If there was one overarching technology trend for 2025 then the evolution of AI from glorified search tool to a partner that can actually perform useful tasks for us is probably a prime contender. It seems fitting that as the year draws to a close agents and their trustworthiness took up a lot of space in my newsfeeds this week.
Building trust through integrity
Integrity is a critical aspect of building trust in any system. If agents are going to act on our behalf then we need to be confident that they behave in ways we are comfortable with. This not just about technical considerations, but also encompasses social and ethical considerations.
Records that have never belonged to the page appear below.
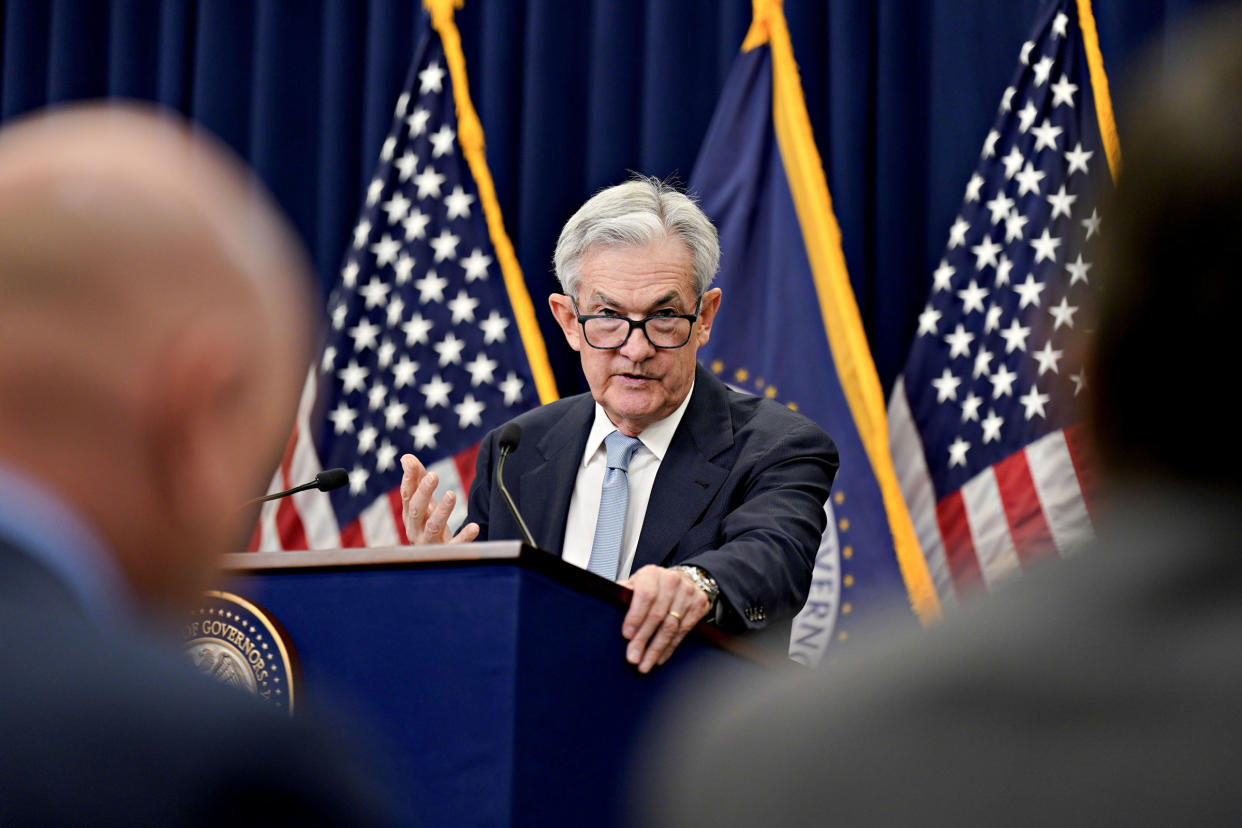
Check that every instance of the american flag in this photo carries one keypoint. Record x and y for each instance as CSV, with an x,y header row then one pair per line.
x,y
984,425
422,353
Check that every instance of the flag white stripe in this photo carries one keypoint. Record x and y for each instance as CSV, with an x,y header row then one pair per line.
x,y
989,528
915,482
1061,495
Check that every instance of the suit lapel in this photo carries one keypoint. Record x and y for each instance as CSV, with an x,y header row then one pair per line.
x,y
687,479
549,486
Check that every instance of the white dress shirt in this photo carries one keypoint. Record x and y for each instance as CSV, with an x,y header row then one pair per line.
x,y
584,505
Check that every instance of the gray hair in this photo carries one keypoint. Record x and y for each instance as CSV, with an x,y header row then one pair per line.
x,y
641,211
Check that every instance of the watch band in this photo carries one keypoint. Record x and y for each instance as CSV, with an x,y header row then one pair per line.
x,y
703,581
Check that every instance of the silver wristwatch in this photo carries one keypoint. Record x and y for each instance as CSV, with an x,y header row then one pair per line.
x,y
703,581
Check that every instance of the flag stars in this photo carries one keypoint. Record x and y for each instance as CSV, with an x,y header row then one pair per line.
x,y
470,412
1077,271
375,293
424,433
991,426
493,328
973,298
457,204
436,391
512,389
1042,68
947,386
365,334
959,342
1015,337
1032,401
1063,314
942,276
958,452
385,250
1046,135
343,418
958,232
431,287
416,330
462,307
416,225
1045,247
1030,292
385,458
1077,159
1061,202
970,407
1000,206
404,371
1047,358
481,370
431,78
1002,382
928,320
1026,117
985,253
1028,180
394,414
974,186
417,121
1063,93
450,350
445,246
475,266
429,183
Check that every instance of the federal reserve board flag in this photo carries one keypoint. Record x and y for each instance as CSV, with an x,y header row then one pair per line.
x,y
789,329
432,339
984,421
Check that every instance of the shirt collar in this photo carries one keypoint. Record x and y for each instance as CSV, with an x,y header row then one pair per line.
x,y
44,526
655,437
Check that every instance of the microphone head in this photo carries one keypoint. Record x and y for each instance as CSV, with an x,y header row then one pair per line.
x,y
511,435
330,479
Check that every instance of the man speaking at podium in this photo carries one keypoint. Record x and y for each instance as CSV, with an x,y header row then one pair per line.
x,y
697,497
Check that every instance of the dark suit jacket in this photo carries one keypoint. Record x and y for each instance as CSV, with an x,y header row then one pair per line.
x,y
740,493
101,726
1104,689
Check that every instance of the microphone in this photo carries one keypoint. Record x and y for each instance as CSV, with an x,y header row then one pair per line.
x,y
324,481
511,435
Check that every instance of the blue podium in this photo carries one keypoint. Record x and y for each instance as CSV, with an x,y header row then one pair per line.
x,y
494,673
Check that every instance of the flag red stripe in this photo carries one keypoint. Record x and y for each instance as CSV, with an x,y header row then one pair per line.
x,y
1083,458
959,549
1032,536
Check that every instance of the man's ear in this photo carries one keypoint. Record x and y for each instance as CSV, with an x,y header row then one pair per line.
x,y
194,416
563,308
707,314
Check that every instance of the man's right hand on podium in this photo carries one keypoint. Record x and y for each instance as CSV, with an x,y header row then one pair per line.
x,y
426,522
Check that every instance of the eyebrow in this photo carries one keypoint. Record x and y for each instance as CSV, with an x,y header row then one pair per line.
x,y
672,297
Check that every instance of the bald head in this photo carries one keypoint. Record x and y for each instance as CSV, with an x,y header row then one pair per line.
x,y
153,332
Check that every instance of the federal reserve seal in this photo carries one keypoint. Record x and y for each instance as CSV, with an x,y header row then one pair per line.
x,y
235,642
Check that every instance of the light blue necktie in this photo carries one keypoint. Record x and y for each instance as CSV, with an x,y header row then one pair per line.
x,y
614,499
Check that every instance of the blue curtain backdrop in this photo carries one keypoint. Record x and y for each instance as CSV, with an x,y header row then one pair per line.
x,y
571,96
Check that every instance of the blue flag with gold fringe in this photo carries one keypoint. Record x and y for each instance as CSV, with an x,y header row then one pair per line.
x,y
791,332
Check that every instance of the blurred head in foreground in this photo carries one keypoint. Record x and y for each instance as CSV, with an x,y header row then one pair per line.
x,y
153,328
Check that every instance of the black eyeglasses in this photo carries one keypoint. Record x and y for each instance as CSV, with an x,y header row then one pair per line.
x,y
665,330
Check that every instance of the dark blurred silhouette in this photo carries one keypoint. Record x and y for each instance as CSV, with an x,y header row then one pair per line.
x,y
1103,689
153,335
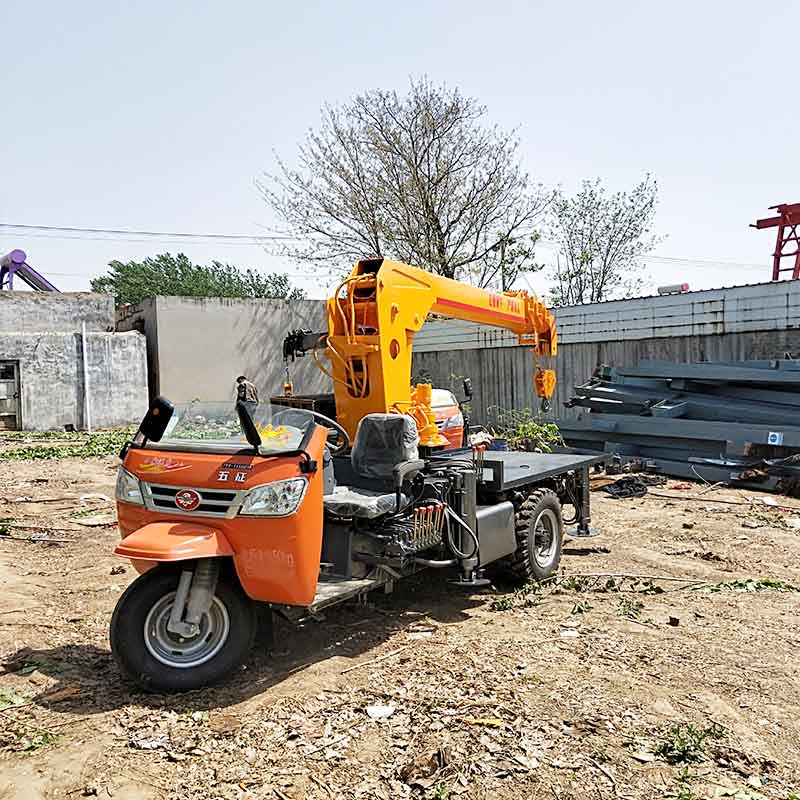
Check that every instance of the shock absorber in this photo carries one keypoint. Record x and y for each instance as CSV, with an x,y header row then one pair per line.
x,y
186,613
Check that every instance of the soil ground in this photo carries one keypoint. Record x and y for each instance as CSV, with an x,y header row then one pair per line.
x,y
586,688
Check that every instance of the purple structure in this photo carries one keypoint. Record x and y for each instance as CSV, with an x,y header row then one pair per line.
x,y
14,263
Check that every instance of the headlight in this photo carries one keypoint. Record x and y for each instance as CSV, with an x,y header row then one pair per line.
x,y
277,499
454,422
129,489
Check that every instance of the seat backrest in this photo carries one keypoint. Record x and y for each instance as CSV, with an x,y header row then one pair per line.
x,y
382,442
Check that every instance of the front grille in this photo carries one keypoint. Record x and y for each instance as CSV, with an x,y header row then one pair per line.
x,y
212,502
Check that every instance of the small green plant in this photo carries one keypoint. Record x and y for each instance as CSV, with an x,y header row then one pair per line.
x,y
630,609
38,740
10,698
753,585
102,443
524,431
686,744
524,597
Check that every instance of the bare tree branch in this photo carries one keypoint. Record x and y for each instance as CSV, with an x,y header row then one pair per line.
x,y
418,177
602,240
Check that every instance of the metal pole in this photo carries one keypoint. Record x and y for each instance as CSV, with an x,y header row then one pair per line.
x,y
87,419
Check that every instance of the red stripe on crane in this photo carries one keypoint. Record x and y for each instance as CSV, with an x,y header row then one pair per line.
x,y
489,312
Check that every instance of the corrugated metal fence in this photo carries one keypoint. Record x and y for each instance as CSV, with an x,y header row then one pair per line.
x,y
757,321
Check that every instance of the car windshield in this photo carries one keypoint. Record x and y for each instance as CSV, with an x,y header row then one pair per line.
x,y
215,427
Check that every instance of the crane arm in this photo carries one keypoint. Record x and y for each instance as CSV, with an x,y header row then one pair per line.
x,y
372,319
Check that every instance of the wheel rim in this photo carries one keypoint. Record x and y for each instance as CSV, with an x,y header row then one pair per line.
x,y
545,534
176,651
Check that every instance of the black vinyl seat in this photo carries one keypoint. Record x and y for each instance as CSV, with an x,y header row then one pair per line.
x,y
384,453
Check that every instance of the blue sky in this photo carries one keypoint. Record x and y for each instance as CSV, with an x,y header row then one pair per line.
x,y
155,115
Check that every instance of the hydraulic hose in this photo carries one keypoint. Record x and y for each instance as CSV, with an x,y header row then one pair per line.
x,y
428,562
449,511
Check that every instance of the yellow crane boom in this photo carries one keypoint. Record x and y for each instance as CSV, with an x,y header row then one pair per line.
x,y
372,318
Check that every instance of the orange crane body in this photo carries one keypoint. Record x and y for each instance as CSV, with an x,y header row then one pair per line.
x,y
372,319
Bruce Schneier wrote a piece about the personal data stores that individuals control but which can also be used by AI systems as a way of building trust and allowing security and AI expertise to advance independently from each other.
Building trust through resilience
Resilience is another critical aspect of building trust in any system. If agents are to be trusted, they must be able to handle unexpected situations and recover from errors without compromising their integrity. To that end OWASP published its Top 10 for agentic applications which highlights the dangers of goal hijacking, tool misuse and context poisoning amongst others. The fundamental issue is that we need "full stack trust" across not just the models and agents themselves but also the tools they use and the data they work with.
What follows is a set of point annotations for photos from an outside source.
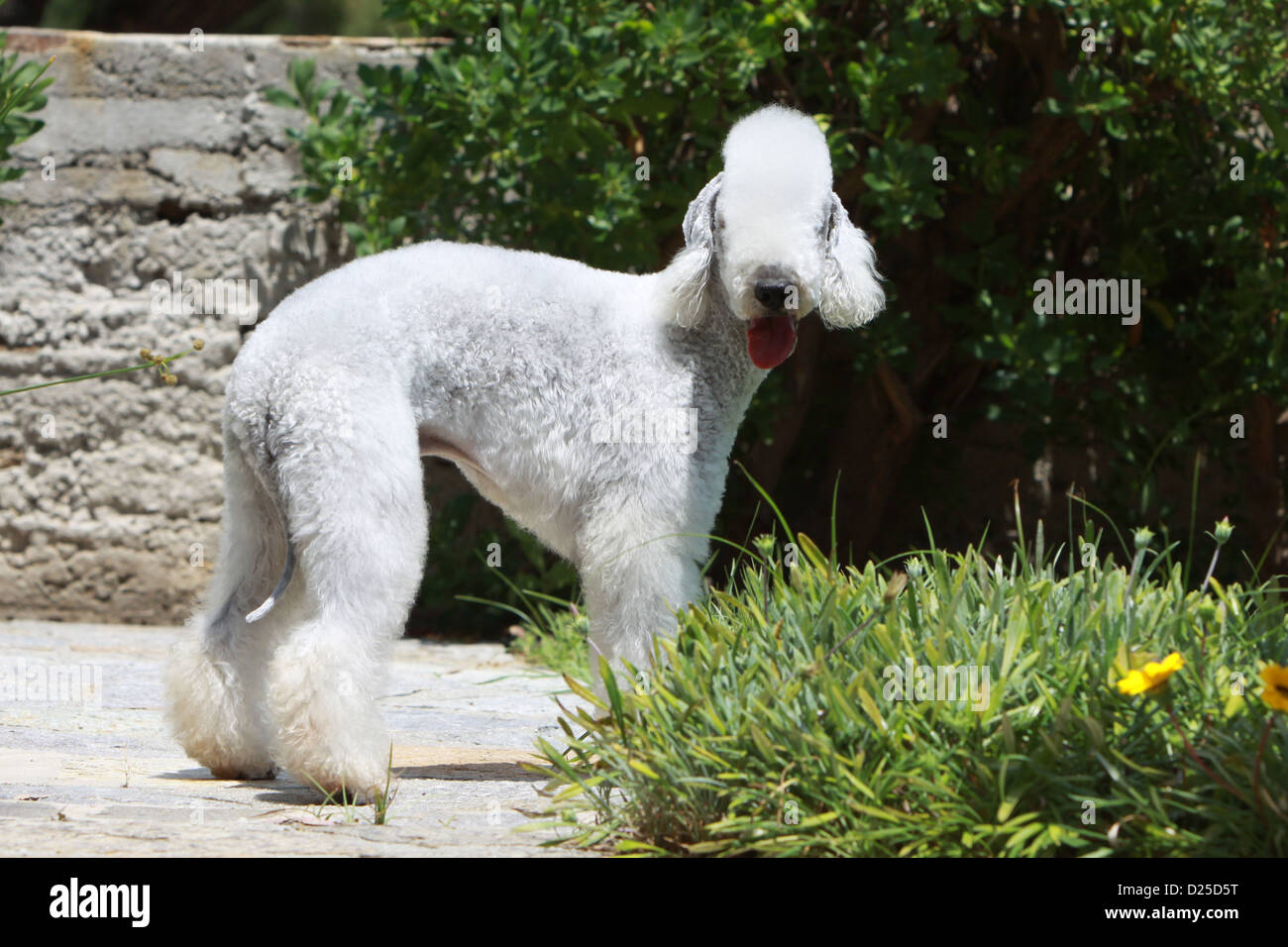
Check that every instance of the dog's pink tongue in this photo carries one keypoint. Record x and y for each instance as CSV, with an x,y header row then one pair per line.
x,y
771,341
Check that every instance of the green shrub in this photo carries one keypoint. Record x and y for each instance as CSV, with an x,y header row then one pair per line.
x,y
778,727
1107,163
21,86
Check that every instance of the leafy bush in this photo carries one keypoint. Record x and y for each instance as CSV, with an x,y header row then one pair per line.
x,y
1104,161
778,727
21,86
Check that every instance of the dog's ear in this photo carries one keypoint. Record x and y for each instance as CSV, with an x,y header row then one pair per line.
x,y
851,292
690,275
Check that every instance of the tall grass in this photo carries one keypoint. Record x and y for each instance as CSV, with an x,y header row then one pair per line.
x,y
776,724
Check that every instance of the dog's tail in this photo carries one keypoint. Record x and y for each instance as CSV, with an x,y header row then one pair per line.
x,y
287,574
249,425
263,467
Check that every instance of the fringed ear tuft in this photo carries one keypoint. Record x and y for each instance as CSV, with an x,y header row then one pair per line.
x,y
851,292
688,279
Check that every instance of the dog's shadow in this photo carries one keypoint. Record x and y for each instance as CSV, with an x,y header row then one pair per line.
x,y
475,772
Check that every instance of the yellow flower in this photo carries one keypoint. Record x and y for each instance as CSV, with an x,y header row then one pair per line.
x,y
1151,677
1276,685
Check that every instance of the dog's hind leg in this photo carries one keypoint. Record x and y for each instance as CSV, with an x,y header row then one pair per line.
x,y
214,684
356,510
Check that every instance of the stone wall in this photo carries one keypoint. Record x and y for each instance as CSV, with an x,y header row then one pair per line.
x,y
162,158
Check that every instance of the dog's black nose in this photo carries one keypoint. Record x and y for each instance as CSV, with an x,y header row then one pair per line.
x,y
772,294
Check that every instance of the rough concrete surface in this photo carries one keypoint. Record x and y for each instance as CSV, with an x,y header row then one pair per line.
x,y
158,158
88,768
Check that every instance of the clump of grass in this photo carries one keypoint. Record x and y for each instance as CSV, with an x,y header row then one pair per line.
x,y
780,725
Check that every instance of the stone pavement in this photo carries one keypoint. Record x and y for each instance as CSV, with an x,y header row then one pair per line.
x,y
93,772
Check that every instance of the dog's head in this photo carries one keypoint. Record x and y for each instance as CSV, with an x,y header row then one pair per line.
x,y
772,239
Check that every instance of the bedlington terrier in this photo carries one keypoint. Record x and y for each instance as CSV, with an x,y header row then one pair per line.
x,y
595,408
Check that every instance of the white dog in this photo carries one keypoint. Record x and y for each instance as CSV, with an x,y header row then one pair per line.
x,y
544,381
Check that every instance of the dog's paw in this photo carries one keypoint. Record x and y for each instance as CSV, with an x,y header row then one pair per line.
x,y
246,774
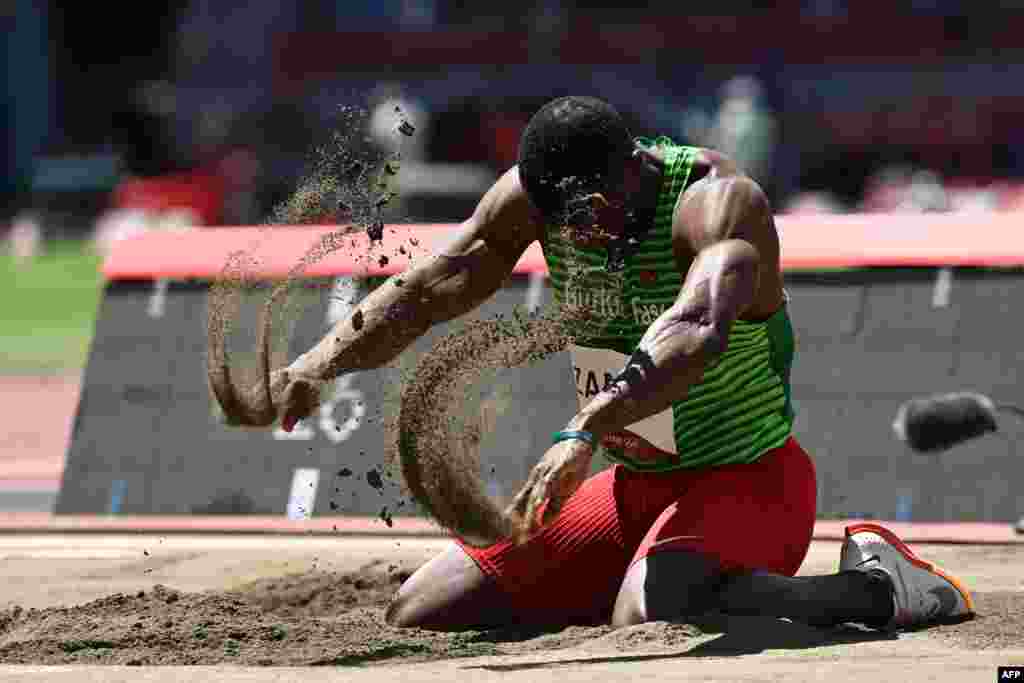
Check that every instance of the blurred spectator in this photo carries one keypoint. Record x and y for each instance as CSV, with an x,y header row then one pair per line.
x,y
814,203
925,194
389,109
743,128
25,238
Building trust through transparency
It is difficult to fully trust something if you don't actually have any insight into what is going on inside the box. One of the benefits of open standards is that is gives people who have the interest to get some insight into how things works under the covers. This week saw the announcement of the creation of the Agentic AI Foundation under the umbrella of the Linux Foundation. Anthropic, Open AI and Block are founding memebers and they donated Goose, MCP and Agents.md to support vendor neutral development of these core technologies.
In other news
Anthropic published a paper on maintaining progress across multiple context windows which is important if you want agents to effectively tackle complex tasks and workflows. The solution appears to be to combine well structured artifacts like source control history and project logs with iterative development techniques.